My pleasure. More correct Japanese would probably be (I'm using romaji as I don't have scim running right now)
sukotto san ni ha (ha being wa in this case) tasukete itadaite arigatou gozaimashita. (Also gozaimasu is seldom written in kanji--mostly we foreigners do it.)
(My first name is Scott, so it's actually sukotto rather than sukottro, but that's not important).
(That's rather polite, especially using itadaite, the same verb base as itadakimasu.) So, to a native Japanese, you'd probably do it that way, tasukete itadaite, and not use kanji for gozaru. (gozaimasu).
However, as I think we're a fairly casual bunch here, and you don't know that I'm ancient in years (or didn't till just now) doing tasukete kurete (as in kurimasu, ) would be fine.

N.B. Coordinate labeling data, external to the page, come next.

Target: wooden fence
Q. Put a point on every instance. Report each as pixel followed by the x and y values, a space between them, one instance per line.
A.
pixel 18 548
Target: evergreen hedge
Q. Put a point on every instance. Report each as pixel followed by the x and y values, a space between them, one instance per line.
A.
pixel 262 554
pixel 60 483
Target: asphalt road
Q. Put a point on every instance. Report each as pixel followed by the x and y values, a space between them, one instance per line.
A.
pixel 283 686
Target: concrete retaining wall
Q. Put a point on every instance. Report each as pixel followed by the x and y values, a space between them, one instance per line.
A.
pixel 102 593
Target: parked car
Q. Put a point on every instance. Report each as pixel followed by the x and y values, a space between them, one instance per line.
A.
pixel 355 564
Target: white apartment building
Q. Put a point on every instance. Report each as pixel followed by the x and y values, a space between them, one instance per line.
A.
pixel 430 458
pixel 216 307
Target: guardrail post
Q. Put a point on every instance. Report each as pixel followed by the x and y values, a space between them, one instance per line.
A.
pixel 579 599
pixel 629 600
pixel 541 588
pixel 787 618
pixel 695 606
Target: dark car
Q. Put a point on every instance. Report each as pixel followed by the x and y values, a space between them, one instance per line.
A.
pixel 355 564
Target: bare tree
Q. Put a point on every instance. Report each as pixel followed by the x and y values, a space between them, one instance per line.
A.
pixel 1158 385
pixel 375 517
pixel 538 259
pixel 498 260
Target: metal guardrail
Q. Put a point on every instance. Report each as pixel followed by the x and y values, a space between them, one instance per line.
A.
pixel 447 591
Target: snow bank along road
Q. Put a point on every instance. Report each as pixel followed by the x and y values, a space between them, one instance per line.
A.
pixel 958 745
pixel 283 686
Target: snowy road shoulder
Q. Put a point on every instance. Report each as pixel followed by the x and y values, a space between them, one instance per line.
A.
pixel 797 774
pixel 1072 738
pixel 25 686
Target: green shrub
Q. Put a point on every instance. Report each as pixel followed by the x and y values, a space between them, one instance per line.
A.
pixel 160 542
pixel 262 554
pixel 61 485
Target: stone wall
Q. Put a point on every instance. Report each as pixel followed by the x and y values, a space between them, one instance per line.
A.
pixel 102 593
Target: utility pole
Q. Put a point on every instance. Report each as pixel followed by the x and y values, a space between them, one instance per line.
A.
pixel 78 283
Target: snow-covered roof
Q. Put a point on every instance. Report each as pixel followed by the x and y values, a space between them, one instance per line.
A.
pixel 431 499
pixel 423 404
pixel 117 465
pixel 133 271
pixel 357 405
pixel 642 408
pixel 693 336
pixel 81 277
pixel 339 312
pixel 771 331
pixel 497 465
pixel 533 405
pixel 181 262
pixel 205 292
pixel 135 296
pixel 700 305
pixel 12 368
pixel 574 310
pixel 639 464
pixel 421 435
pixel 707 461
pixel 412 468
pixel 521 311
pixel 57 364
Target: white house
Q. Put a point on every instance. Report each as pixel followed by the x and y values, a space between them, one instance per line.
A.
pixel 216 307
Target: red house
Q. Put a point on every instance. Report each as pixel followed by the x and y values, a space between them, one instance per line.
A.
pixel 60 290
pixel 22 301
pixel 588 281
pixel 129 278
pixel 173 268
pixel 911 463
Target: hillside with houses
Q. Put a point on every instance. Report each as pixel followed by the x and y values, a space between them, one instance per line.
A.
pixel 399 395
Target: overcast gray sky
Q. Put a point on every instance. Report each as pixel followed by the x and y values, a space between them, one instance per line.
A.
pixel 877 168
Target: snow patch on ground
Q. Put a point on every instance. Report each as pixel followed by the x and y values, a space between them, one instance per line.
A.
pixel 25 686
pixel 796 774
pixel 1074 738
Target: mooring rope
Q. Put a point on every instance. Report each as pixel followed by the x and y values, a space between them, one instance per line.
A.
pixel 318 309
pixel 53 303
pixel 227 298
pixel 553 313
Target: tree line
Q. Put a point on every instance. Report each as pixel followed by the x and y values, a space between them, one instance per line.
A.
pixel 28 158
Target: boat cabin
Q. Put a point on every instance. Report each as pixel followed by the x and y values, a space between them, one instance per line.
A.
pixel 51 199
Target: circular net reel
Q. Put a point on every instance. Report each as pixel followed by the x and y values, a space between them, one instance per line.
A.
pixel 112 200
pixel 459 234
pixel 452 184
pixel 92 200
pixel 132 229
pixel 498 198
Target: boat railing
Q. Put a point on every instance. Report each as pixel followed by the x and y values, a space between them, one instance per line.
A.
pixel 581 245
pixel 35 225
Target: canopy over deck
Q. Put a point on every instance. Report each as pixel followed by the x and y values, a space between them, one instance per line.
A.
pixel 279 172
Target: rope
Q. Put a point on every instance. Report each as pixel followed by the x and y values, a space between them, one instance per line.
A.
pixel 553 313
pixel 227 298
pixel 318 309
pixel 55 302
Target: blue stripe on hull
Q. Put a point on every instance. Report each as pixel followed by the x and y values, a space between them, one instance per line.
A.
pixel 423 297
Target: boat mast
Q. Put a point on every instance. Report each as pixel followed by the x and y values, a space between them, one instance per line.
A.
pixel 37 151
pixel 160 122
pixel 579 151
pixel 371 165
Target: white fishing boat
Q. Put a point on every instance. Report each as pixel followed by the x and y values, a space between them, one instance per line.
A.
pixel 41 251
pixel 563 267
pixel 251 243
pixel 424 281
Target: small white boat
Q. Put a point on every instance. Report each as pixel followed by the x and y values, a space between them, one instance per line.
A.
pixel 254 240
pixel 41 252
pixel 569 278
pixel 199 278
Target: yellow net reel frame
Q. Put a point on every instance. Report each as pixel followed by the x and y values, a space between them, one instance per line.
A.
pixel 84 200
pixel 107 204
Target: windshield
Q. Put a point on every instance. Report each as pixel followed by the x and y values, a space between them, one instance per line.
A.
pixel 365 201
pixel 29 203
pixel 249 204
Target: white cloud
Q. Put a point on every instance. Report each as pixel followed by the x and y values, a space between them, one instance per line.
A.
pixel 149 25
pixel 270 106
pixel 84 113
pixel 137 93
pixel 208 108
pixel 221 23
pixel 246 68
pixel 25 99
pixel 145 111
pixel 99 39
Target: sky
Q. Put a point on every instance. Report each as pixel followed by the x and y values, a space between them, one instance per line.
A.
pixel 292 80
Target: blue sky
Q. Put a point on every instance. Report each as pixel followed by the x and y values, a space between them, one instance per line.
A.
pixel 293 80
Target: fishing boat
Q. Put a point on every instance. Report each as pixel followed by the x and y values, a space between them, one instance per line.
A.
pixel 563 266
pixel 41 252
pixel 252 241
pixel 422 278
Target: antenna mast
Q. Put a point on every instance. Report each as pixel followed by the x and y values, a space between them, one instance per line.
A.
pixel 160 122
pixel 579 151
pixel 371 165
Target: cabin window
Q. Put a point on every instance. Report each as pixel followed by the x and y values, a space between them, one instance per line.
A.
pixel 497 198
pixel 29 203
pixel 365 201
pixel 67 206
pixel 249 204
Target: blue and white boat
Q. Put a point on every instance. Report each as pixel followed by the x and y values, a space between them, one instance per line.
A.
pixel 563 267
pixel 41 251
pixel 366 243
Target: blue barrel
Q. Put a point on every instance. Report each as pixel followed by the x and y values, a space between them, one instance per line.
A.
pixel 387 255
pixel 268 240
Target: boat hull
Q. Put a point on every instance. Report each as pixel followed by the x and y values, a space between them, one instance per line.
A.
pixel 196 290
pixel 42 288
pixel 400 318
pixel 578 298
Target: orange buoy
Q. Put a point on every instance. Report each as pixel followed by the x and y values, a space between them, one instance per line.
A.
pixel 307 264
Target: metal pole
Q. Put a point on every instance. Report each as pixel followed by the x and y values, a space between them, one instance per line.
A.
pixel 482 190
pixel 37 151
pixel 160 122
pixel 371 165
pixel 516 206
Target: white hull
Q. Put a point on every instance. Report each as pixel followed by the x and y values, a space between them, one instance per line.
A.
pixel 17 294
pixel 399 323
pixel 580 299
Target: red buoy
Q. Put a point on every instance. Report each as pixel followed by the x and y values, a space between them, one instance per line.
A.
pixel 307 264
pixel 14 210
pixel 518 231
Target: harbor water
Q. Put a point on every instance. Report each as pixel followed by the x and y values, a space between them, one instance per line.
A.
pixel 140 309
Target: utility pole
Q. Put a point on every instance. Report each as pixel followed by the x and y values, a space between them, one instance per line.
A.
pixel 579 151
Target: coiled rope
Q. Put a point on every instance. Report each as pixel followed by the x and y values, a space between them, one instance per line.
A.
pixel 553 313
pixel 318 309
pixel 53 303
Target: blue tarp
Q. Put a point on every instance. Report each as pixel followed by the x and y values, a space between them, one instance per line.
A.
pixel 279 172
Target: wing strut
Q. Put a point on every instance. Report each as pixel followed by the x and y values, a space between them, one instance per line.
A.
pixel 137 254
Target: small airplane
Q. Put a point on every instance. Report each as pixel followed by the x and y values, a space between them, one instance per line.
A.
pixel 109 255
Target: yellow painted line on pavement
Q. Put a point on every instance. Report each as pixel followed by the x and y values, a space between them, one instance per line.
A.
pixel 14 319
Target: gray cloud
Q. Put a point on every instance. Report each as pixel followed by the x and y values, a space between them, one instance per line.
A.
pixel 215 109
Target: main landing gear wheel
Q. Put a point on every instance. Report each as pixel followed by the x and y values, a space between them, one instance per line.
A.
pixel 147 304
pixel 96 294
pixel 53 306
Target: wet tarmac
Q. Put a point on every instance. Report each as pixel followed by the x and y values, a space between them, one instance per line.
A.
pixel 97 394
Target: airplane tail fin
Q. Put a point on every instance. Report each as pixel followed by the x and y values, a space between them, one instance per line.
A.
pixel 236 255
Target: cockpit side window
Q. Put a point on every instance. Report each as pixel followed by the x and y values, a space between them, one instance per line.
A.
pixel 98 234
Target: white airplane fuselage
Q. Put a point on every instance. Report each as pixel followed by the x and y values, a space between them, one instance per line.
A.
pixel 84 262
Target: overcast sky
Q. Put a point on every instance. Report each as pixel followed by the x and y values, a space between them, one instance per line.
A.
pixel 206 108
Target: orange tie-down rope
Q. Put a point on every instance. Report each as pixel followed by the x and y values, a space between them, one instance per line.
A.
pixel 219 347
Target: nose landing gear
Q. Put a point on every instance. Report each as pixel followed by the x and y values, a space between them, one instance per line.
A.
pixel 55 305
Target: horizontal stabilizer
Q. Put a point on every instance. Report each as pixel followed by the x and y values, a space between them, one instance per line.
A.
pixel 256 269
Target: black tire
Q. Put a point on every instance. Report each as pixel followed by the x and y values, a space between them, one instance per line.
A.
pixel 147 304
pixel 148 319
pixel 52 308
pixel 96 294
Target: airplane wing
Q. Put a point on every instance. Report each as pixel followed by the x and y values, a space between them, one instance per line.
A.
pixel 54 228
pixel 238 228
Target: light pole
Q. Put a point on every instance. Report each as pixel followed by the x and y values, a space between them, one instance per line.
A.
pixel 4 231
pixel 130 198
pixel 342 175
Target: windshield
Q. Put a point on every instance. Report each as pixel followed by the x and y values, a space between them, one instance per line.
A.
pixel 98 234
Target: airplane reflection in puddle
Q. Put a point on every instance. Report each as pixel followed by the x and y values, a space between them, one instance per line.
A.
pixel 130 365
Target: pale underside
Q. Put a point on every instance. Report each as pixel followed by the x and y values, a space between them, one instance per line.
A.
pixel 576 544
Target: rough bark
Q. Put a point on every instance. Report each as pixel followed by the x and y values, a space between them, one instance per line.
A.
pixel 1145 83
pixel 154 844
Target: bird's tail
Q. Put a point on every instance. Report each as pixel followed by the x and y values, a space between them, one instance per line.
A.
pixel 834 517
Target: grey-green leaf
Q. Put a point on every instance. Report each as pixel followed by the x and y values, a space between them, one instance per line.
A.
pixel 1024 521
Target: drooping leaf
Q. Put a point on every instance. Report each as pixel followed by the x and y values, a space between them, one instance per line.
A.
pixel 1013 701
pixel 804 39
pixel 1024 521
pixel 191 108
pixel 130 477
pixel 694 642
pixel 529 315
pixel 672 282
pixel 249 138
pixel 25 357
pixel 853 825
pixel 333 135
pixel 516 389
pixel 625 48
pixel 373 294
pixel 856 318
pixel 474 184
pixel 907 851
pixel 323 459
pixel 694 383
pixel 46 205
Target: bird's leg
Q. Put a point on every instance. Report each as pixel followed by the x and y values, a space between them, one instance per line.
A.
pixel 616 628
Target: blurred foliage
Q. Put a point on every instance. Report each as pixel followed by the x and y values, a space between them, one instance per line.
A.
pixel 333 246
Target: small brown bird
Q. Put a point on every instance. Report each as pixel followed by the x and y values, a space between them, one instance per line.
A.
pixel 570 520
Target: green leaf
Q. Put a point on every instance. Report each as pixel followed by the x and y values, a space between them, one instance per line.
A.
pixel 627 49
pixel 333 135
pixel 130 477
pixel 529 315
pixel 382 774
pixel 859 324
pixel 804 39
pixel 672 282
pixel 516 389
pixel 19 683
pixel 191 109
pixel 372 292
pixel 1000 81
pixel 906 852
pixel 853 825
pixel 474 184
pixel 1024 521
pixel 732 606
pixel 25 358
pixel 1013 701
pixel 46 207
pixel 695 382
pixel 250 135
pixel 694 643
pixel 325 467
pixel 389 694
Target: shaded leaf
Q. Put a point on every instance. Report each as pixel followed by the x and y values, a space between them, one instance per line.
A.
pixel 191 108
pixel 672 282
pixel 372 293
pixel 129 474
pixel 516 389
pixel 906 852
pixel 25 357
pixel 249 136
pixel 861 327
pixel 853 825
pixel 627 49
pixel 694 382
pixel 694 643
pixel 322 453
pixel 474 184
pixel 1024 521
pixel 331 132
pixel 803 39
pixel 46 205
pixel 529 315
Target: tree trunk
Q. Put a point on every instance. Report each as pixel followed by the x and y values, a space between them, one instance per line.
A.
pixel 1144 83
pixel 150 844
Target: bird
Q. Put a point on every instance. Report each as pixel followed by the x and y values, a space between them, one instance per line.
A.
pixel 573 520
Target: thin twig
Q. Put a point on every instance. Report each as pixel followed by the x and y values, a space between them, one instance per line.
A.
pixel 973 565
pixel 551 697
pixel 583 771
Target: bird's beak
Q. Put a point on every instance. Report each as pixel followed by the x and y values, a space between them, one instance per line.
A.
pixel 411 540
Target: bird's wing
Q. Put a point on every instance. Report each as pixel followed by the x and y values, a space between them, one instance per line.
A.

Actually, if writing to a native Japanese, you might even make it more polite to the point of exaggeration and use
itsudemo tasukete itadaite. 
(I'm not sure how advanced you are in Japanese, so if this was yokei na osewa, yurushite kudasai.)
As I mention on my page, it seems to depend not only on application, but on the system. For example, in BSD and CentOS, I need to use LC_CTYPE=ja_JP.UTF-8 for Openoffice to work. On Ubuntu, en_US.UTF-8 works fine with OO as long as I have the GTK_IM_MODULE. You can also at QT_IM_MODULE for safety in case you use some KDE apps.
(Just as an additional argument in the script, on the same line as the rest of it.)
The GTK_IM_MODULE is, as you've realized, necessary for GTK apps. (Though, you can sometimes skip it if you use LC_CTYPE=ja_JP.UTF-8). I left it out of the first set of instructions because it's not necessary for uxterm, but I should have explained it a bit better.
As I said, it can vary, not only between applications, but between distributions and O/S's (e.g., Linux and BSDs.)
Generally speaking the GTK and QT IM_MODULES and LC_CTYPE, as your native language (with UTF-8) and the XMODIFIERS should do it.
There are other GUI centric ways, which I don't use, so I'm not really sure of how they work--e.g., in Ubuntu, I think you can choose input method or something like that from a right click menu. The way I've given you here, however, should work on all systems with any sort of window manager.